Further on in the charge the court indicated that it was not admissible for the defendant to issue prescriptions to a known addict 'for amounts of morphine for a great number of doses, more than was sufficient for the necessity of any one particular administration of it.' Complaint is now made of this. It appears ambiguous, and, if not taken with the rest of the charge, might be regarded as meaning that it never is admissible for a physician, in treating an addict, to give him a prescription for a greater quantity than is reasonably appropriate for a single dose or administration. So understood, the statement would be plainly in conflict with what this court said in the Linder Case. But we think it could not well have been so understood in this instance. It did not stand alone, but was to be taken in connection with what preceded it, and also with what followed. At the conclusion of the charge counsel for the defendant made no objection and took no exception to it, but simply asked the court to add the following, which was done:
'I am requested to say to you, gentlemen, that in determining whether or not the defendant in prescribing morphine to his patients was honestly seeking to cure them of the morphine habit, while applying his curative remedies, it is not necessary for the jury to believe that defendant's treatment would cure the morphine habit, but it is sufficient if defendant honestly believed his remedy was a cure for this disease.'
'I instruct you that, if this is true, regardless of whether the course of treatment given by this defendant is a cure, the question is: Was he honestly and in good faith in the course of his professional practice and in an effort to cure disease issuing these prescriptions?'
With that addition the charge elicited no criticism or objection from the defendant, although there was full opportunity therefor.

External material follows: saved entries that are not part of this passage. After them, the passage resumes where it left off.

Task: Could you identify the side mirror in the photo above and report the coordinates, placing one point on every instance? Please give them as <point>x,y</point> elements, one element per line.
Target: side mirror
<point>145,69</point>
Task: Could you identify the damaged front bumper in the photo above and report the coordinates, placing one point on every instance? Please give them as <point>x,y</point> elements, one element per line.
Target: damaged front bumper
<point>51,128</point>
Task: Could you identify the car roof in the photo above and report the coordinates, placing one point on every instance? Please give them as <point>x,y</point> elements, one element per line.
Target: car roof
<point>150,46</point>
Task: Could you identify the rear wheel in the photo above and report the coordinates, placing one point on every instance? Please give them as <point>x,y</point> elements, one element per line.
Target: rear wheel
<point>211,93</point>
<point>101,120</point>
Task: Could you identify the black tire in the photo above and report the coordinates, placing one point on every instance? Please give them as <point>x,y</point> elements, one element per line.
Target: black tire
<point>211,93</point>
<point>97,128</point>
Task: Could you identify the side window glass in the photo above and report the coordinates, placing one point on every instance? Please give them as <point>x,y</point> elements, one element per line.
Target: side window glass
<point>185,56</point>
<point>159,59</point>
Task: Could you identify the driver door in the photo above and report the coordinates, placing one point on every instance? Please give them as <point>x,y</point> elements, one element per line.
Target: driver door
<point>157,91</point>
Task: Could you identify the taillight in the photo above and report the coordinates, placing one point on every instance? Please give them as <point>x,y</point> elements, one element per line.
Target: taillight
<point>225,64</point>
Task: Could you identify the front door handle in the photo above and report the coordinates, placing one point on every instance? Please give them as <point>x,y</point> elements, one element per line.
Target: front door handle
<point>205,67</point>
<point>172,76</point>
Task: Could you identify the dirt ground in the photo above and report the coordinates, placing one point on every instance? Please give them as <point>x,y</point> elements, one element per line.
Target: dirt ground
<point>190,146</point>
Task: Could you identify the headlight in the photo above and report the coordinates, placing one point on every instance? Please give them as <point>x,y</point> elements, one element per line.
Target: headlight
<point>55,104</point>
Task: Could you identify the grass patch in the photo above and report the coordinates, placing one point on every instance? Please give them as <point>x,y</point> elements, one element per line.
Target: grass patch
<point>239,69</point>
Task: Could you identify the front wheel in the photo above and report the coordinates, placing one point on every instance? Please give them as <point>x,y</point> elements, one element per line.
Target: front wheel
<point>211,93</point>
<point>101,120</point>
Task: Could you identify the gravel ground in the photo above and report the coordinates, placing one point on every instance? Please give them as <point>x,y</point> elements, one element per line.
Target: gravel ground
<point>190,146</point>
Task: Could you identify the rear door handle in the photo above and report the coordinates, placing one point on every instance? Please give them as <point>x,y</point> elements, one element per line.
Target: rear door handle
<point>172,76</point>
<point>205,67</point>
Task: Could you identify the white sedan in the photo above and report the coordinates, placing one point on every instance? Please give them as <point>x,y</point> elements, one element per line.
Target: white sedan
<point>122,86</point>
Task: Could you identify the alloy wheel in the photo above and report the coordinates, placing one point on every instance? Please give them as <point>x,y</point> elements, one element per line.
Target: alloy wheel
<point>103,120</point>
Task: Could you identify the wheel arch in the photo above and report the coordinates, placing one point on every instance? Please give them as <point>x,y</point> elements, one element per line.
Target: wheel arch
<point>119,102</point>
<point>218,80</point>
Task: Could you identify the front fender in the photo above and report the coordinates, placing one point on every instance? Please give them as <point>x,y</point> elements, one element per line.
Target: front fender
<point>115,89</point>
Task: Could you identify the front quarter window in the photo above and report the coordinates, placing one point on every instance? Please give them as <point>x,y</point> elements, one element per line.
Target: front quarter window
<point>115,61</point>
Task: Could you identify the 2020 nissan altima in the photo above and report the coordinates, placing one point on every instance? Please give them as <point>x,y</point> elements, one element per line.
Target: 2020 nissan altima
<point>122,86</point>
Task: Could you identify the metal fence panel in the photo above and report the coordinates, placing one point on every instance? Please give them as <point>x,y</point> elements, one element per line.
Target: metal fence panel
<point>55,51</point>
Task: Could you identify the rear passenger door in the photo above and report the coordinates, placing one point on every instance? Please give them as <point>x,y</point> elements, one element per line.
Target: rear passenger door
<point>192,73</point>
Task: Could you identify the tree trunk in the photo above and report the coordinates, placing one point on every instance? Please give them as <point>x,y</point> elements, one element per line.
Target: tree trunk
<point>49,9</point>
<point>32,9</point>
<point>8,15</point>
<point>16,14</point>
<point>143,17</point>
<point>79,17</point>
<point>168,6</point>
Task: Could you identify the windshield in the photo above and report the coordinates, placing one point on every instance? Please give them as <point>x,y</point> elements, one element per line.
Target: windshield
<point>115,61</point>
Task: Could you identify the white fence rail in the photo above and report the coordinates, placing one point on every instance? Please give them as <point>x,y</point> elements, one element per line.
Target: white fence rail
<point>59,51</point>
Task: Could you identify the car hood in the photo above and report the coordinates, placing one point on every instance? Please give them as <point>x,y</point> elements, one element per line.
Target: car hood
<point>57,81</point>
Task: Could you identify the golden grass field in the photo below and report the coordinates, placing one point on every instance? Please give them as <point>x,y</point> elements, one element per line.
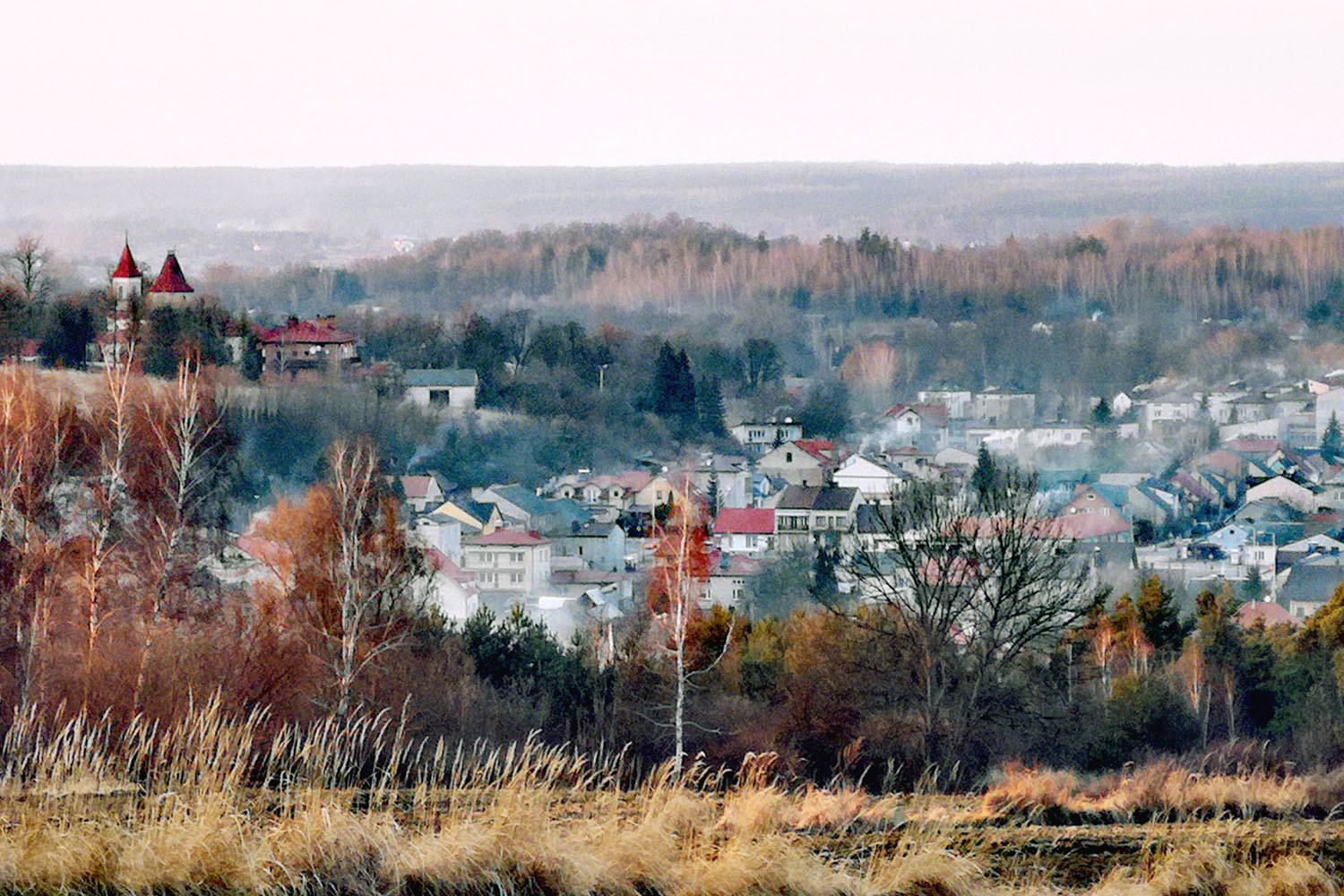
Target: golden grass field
<point>226,805</point>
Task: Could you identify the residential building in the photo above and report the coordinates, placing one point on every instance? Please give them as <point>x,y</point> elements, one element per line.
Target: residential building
<point>1004,408</point>
<point>800,462</point>
<point>959,402</point>
<point>728,584</point>
<point>452,590</point>
<point>597,546</point>
<point>808,513</point>
<point>874,479</point>
<point>758,437</point>
<point>745,530</point>
<point>1292,493</point>
<point>306,347</point>
<point>422,492</point>
<point>508,563</point>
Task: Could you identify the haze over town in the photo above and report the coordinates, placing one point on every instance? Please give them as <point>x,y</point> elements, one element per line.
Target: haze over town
<point>712,447</point>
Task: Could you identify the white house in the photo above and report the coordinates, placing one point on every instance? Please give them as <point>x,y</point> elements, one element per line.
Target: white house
<point>451,589</point>
<point>798,462</point>
<point>422,492</point>
<point>760,437</point>
<point>745,530</point>
<point>1287,490</point>
<point>516,563</point>
<point>875,481</point>
<point>441,389</point>
<point>960,403</point>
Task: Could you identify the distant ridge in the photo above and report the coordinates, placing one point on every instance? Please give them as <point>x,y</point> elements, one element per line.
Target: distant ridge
<point>279,215</point>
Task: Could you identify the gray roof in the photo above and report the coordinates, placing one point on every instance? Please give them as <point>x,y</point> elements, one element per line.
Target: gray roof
<point>1314,582</point>
<point>440,378</point>
<point>830,497</point>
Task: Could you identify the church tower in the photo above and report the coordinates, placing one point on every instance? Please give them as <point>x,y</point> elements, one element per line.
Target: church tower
<point>171,285</point>
<point>126,282</point>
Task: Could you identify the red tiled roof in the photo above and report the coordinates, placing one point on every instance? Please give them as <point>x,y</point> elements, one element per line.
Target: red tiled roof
<point>1265,611</point>
<point>171,279</point>
<point>745,521</point>
<point>1093,525</point>
<point>306,332</point>
<point>817,447</point>
<point>444,564</point>
<point>508,536</point>
<point>126,266</point>
<point>417,487</point>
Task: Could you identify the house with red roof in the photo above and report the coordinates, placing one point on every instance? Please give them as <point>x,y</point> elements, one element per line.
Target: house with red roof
<point>728,576</point>
<point>745,530</point>
<point>306,346</point>
<point>1263,613</point>
<point>452,590</point>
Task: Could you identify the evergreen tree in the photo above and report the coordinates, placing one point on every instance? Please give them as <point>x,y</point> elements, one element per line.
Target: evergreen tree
<point>66,344</point>
<point>984,478</point>
<point>1332,444</point>
<point>710,408</point>
<point>1160,616</point>
<point>825,584</point>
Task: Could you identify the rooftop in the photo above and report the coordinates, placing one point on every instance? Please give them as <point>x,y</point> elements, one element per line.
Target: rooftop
<point>171,280</point>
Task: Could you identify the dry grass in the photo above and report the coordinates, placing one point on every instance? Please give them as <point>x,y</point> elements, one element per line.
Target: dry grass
<point>220,804</point>
<point>1164,790</point>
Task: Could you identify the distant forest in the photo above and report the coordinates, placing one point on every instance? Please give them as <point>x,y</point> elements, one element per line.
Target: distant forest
<point>1117,269</point>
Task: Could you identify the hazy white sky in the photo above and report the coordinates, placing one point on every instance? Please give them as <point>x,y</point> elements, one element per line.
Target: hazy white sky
<point>604,82</point>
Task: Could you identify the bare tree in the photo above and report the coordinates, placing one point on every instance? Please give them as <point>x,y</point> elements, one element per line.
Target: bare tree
<point>371,571</point>
<point>180,426</point>
<point>677,583</point>
<point>34,429</point>
<point>27,263</point>
<point>109,508</point>
<point>965,591</point>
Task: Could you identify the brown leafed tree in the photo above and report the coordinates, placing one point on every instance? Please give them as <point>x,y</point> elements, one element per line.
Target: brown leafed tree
<point>347,567</point>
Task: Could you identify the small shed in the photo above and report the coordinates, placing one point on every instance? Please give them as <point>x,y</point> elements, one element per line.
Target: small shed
<point>443,389</point>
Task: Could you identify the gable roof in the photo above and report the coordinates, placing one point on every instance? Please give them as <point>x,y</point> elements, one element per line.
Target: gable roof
<point>171,279</point>
<point>935,416</point>
<point>508,538</point>
<point>418,487</point>
<point>126,268</point>
<point>819,449</point>
<point>816,497</point>
<point>1263,611</point>
<point>440,378</point>
<point>745,521</point>
<point>309,332</point>
<point>444,564</point>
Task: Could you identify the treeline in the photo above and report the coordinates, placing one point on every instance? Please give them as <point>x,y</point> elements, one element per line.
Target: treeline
<point>1117,268</point>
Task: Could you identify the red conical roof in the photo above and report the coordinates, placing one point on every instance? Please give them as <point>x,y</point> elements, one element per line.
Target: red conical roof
<point>171,279</point>
<point>126,266</point>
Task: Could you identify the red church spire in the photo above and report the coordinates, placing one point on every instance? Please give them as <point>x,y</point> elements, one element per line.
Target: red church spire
<point>171,279</point>
<point>126,266</point>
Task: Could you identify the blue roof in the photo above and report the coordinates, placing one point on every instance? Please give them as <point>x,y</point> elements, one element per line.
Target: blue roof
<point>440,378</point>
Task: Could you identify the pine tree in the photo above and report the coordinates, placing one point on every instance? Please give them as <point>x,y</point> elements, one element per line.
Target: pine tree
<point>984,478</point>
<point>710,408</point>
<point>1332,444</point>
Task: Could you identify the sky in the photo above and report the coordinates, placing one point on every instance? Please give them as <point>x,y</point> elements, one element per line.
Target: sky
<point>636,82</point>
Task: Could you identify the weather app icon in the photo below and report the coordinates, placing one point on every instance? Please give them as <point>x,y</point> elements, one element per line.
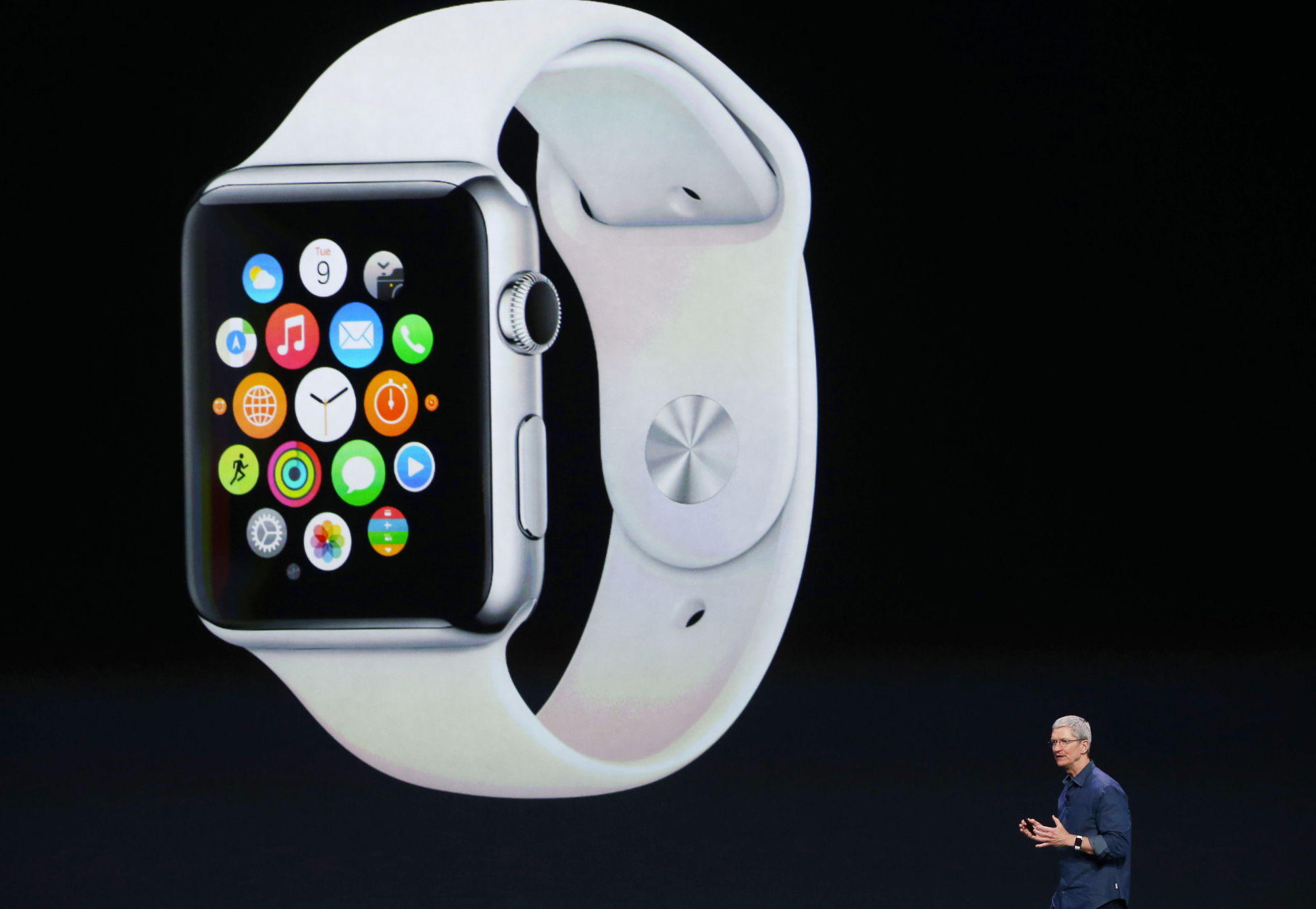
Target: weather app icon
<point>294,474</point>
<point>236,343</point>
<point>414,468</point>
<point>356,336</point>
<point>263,278</point>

It evidently was regarded as consistent and satisfactory. Besides, in view of what was said in other parts of the charge, we are justified in assuming that, had the court's attention been particularly drawn at the time to the part complained of now, it would have been put in better form. Certainly, after permitting it to pass as satisfactory then, the defendant is not now in a position to object to it. McDermott v. Severe, 26 S. Ct. 709, 202 U. S. 600, 610, 50 L. Ed. 1162; United States v. U. S. Fidelity Co., 35 S. Ct. 298, 236 U. S. 512, 529, 59 L. Ed. 696; Norfolk & Western Ry. Co. v. Earnest, 33 S. Ct. 654, 229 U. S. 114, 119, 120, 57 L. Ed. 1096, Ann. Cas. 1914C, 172.
This disposes of the only contention made by the defendant in this court.